Em primeiro lugar, os Estados Unidos devem continuar a construir apoio multilateral para medidas de redução de riscos, tais como a proibição de testes ASAT (testes de mísseis antissatélite de ascensão direta), que obteve o apoio de 155 Estados nas Nações Unidas. Esta estratégia deve dar prioridade ao envolvimento de outros membros dos BRICS e do Sul Global para construir um reconhecimento consensual do risco crescente da utilização nuclear e de quem é responsável por esse risco. Como apelou recentemente a baronesa Catherine Ashton, “parem de da como certo o Sul Global.” Muitos destes países estão profundamente empenhados nas instituições existentes, como o Tratado de Não Proliferação de Armas Nucleares (TNP), e nos conceitos de justiça e responsabilidade. São parceiros valiosos no reforço das normas internacionais e na redução dos riscos nucleares.

Em segundo lugar, os Estados Unidos e outros possuidores nucleares, incluindo a Rússia, deveriam adotar medidas práticas de redução de riscos. Um fórum potencial para progresso nesta área é o processo P5, que a Rússia preside atualmente. Isto deverá incluir o debate contínuo sobre a transparência das doutrinas nucleares e a exploração de novas oportunidades de redução de riscos, especialmente o impacto das tecnologias emergentes, como a inteligência artificial, nos riscos nucleares, juntamente com o desenvolvimento de novos canais de comunicação de crises.
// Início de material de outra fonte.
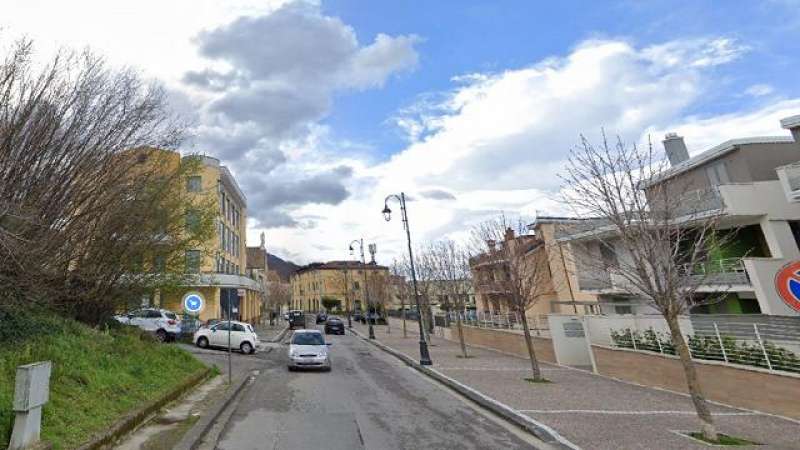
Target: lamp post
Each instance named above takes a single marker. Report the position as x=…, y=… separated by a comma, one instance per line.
x=346, y=300
x=424, y=355
x=360, y=243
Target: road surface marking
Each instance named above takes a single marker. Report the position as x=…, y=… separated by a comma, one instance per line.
x=629, y=413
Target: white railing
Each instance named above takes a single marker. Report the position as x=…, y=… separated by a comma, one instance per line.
x=747, y=347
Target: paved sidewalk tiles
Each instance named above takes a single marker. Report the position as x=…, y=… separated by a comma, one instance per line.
x=592, y=411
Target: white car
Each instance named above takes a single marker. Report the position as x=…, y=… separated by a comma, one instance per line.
x=308, y=350
x=243, y=337
x=165, y=324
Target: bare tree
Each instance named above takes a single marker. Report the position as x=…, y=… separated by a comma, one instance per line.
x=451, y=267
x=86, y=223
x=652, y=234
x=514, y=266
E, finalmente, os Estados sem armas nucleares também têm a responsabilidade de reduzir os riscos nucleares. São intervenientes-chave na ordem nuclear global. Suas vozes também são importantes. Essas vozes deveriam ser usadas para condenar exatamente o tipo de comportamento vindo de Moscou. Responsabilizar a Rússia pelo aumento do risco de utilização nuclear e pela quebra das barreiras de proteção nuclear não só manterá as normas, mas também dissuadirá a Rússia de continuar com o seu comportamento irresponsável. A expansão das iniciativas multilaterais através das Nações Unidas proporciona uma oportunidade para condenar o uso de armas nucleares russas, juntamente com a utilização de fóruns multilaterais como o TNP. Mas, em última análise, a menos que a Rússia perceba quaisquer custos associados à sua intimidação nuclear, é provável que o comportamento continue.